Reporter: Rani Nossar, Tri Sulistiowati | Editor: Havid Vebri
Selama ini, krokot dikenal sebagai tanaman liar yang tidak dikehendaki serta merugikan. Padahal, faktanya tidak demikian. Tanaman dengan nama ilmiah Portulaca oleracea L ini ternyata berguna dan mempunyai banyak manfaat bagi kesehatan tubuh.
Antara lain, bisa menyembuhkan radang usus buntu, demam, disentri, penyakit kulit, serta gangguan sistem saluran kencing. Lantaran memiliki banyak kegunaan, belakangan krokot mulai memiliki nilai komersial. Ini ditandai dengan tingginya permintaan krokot di pasar.
Kondisi ini turut mendorong budidaya tanaman gulma ini semakin marak. Salah satu pembudidaya krokot adalah Andy Aryanto di Makassar, Sulawesi Selatan. Pria 33 tahun ini membudidayakan krokot sejak 2011 di lahan seluas 5.000 meter persegi (m²).
"Selain krokot, saya juga budidaya tanaman hias lain, pembuatan pot, dan pembuatan air mancur taman," katanya kepada KONTAN.
Ada dua jenis krokot yang dibudidayakan, yaitu krokot merah dan krokot kuning. Menurut Andy, budidaya krokot menguntungkan karena lebih mudah perawatannya. "Tidak ada biaya khusus, seperti pupuk atau obat lainnya. Tinggal siram air saja," jelasnya.
Baik krokot kuning dan merah dihargai Rp 1.500 per pohon dengan ukuran 10 centimeter (cm). Menurut Andy, kedua jenis krokot itu hampir sama. Hanya krokot merah lebih tahan sinar matahari.
Dari krokot saja, Andy bisa mengantongi omzet minimal Rp 3 juta per bulan. Omzet sebanyak itu didapat dari penjualan 2.000 batang krokot.
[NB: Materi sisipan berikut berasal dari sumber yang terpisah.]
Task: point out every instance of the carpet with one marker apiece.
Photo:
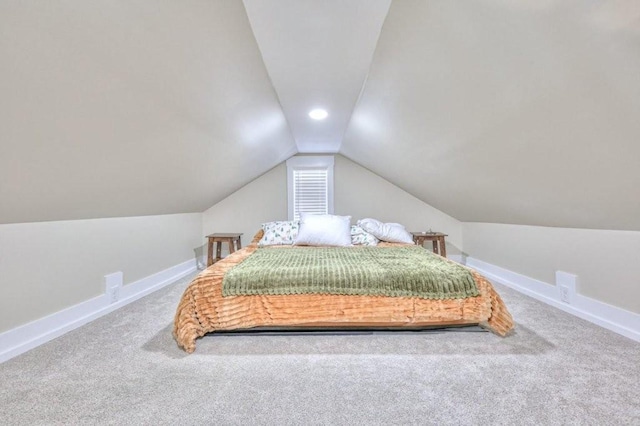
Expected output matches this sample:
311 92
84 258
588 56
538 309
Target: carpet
125 368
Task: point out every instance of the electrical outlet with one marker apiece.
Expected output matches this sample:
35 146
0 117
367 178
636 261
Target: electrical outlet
113 284
114 294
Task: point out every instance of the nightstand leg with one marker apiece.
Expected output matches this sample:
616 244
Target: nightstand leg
443 247
209 252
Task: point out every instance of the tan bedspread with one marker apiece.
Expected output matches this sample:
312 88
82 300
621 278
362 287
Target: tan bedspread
203 309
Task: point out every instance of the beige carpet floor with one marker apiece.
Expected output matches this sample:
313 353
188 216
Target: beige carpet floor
125 368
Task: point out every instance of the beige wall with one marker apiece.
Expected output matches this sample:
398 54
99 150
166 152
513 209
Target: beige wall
262 200
49 266
607 263
361 193
358 192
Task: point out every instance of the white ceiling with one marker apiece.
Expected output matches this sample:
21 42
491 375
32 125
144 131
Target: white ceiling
317 54
497 111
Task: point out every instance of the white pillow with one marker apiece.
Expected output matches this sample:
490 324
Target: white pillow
324 230
282 232
361 237
390 232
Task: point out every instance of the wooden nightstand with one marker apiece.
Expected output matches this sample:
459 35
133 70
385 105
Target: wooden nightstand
229 238
437 238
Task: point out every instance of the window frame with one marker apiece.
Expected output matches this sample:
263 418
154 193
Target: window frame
324 162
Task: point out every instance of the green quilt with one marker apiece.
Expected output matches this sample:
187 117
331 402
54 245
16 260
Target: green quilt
372 271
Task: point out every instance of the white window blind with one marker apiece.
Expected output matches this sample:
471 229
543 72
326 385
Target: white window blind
310 192
310 185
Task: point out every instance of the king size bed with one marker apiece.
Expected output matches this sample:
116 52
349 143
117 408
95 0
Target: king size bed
344 287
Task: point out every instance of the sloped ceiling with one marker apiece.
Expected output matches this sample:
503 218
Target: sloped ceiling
120 108
497 111
516 112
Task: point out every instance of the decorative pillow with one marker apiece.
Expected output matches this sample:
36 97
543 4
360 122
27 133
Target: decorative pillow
324 230
282 232
361 237
390 232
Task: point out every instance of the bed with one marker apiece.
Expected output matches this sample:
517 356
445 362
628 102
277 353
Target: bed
204 309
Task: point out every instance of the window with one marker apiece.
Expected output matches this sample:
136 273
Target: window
310 185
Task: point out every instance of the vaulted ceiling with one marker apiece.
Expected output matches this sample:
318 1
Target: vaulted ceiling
497 111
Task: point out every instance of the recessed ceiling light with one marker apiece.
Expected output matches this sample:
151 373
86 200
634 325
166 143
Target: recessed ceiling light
318 114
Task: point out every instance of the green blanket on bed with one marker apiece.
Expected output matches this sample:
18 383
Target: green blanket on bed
373 271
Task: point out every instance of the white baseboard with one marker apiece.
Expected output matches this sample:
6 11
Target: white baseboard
26 337
610 317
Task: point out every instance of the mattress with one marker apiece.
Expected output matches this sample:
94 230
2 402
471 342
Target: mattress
203 309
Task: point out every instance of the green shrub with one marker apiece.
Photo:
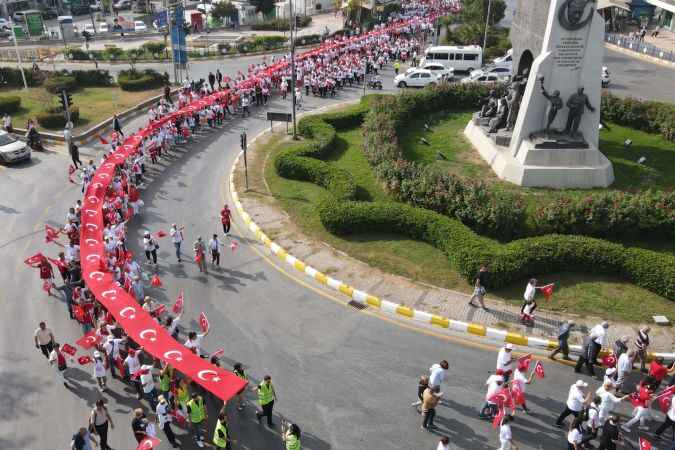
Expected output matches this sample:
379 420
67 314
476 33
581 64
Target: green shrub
58 82
653 117
466 250
55 119
10 104
133 80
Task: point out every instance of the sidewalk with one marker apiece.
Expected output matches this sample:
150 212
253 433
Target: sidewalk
259 203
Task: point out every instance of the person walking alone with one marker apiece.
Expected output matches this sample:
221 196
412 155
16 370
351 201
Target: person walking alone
267 395
44 339
177 238
479 287
100 420
563 336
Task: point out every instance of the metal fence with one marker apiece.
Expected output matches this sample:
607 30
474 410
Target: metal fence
638 46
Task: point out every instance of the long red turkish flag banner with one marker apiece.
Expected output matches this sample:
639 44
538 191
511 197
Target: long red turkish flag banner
137 323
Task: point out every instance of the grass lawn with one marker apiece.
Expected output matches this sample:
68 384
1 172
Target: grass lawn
576 293
96 103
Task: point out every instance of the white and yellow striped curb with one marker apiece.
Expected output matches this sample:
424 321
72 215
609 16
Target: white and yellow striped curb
395 309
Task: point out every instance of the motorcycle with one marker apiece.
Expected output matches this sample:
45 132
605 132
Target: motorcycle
34 140
375 83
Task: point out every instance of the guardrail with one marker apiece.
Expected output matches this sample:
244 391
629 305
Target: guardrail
639 46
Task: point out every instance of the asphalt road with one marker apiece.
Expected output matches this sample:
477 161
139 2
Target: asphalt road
347 377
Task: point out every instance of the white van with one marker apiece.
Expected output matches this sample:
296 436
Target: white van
459 58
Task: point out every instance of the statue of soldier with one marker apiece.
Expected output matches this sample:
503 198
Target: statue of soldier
577 103
489 109
517 89
555 106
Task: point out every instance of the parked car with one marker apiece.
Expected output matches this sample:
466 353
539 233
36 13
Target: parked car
49 13
139 25
122 4
11 149
416 78
19 16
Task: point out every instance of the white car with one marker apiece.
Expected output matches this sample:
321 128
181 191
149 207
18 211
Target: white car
416 78
12 150
502 72
482 78
139 25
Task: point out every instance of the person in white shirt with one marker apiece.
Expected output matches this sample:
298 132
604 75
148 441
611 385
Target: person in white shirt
505 435
575 435
505 362
194 341
575 401
624 367
494 384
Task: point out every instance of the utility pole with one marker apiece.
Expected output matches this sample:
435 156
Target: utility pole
293 75
487 25
18 56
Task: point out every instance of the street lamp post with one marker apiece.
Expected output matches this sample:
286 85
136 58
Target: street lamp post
293 80
487 25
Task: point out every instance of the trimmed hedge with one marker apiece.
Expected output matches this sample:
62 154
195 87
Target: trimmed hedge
465 249
133 80
57 82
508 262
649 116
10 104
55 119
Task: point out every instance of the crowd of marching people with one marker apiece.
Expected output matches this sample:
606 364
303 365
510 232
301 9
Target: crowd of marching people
170 398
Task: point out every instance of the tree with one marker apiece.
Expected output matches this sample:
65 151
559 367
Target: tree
264 6
224 10
475 11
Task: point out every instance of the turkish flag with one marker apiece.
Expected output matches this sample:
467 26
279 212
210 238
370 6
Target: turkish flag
51 234
155 281
497 421
539 369
547 291
645 444
203 322
148 443
89 340
69 349
609 360
178 306
525 361
34 260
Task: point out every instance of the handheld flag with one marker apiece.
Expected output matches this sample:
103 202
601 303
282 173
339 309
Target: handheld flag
69 349
155 281
203 322
539 369
178 306
89 340
51 234
148 443
645 444
547 291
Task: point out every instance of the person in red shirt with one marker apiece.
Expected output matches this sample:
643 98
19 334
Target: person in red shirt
225 216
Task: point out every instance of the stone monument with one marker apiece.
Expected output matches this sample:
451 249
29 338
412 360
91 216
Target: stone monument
544 131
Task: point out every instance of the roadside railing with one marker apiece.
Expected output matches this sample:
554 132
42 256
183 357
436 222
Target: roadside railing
639 46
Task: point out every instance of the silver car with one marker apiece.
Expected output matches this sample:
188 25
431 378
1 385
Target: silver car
12 150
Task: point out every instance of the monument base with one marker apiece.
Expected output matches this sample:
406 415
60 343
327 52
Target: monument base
543 167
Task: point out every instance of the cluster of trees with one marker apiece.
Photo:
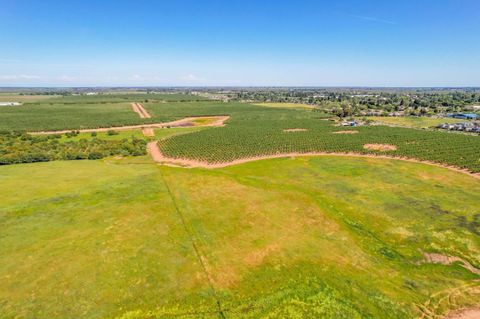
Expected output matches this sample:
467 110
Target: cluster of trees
16 147
362 102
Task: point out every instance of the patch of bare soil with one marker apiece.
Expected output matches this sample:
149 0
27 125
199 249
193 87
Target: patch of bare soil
345 132
154 151
140 110
473 313
295 130
194 163
148 132
189 121
435 258
380 147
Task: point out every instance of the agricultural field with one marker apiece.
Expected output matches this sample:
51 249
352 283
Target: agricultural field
286 105
111 233
413 121
131 97
305 237
16 97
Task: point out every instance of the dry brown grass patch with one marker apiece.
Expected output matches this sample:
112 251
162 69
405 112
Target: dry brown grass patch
346 132
295 130
380 147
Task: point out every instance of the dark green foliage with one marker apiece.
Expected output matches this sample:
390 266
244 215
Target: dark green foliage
24 148
252 132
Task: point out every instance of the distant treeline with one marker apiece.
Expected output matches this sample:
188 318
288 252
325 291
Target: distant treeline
17 147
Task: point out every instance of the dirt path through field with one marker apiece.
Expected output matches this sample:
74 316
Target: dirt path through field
473 313
148 132
194 163
140 110
189 121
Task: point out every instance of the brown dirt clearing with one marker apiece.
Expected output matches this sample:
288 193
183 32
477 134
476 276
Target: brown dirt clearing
190 163
148 132
189 121
473 313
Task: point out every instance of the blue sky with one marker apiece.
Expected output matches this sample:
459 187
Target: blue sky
240 43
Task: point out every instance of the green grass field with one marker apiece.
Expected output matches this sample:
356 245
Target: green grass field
413 121
16 97
322 237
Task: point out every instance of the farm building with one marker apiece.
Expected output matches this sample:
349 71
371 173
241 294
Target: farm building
464 116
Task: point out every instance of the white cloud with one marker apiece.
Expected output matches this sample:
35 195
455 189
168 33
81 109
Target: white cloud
192 78
19 77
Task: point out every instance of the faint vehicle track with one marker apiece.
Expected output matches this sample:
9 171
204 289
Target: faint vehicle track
140 110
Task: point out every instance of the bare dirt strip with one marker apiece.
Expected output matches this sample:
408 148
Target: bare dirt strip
148 132
189 163
473 313
188 121
140 110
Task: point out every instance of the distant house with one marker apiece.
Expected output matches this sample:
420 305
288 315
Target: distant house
464 116
349 123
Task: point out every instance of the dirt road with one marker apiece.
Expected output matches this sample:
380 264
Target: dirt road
140 110
189 121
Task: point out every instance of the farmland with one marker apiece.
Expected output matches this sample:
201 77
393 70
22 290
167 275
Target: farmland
100 239
120 236
412 121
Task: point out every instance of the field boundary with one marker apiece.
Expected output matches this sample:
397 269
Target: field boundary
140 110
159 157
201 258
177 123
Menurut Andy, karena perawatannya mudah, laba budidaya tanaman ini juga lumayan besar. "Laba bisa mencapai sebesar 30% sampai 40% dari omzet," katanya.
Selain Makassar, konsumennya juga datang dari daerah lain, seperti Maluku dan Papua. Kebanyakan dari mereka adalah pedagang tanaman hias yang akan menjual lagi krokot tersebut di daerahnya. "Tapi, banyak juga konsumen rumah tangga buat ditanam di pekarangan rumah," ucapnya.
Pembudidaya lainnya adalah Ana Isti Rahayu di Magetan, Jawa Timur. Ia mengaku, sudah membudidayakan krokot sejak lima tahun lalu, mamun, baru dikomersialkan setahun terakhir. “Awalnya hanya hobi dan sekarang bisa jadi pekerjaan sampingan,” katanya.
Ana mengembangkan krokot di lahan samping rumahnya. Lantaran lahannya sempit dan masih coba–coba, ia hanya melayani pemesanan krokot dalam jumlah kecil. “Biasanya hanya satu sampai dua polibag sekali kirim,” jelasnya. Tanaman krokotnya dibanderol seharga Rp 15.000 per polibag.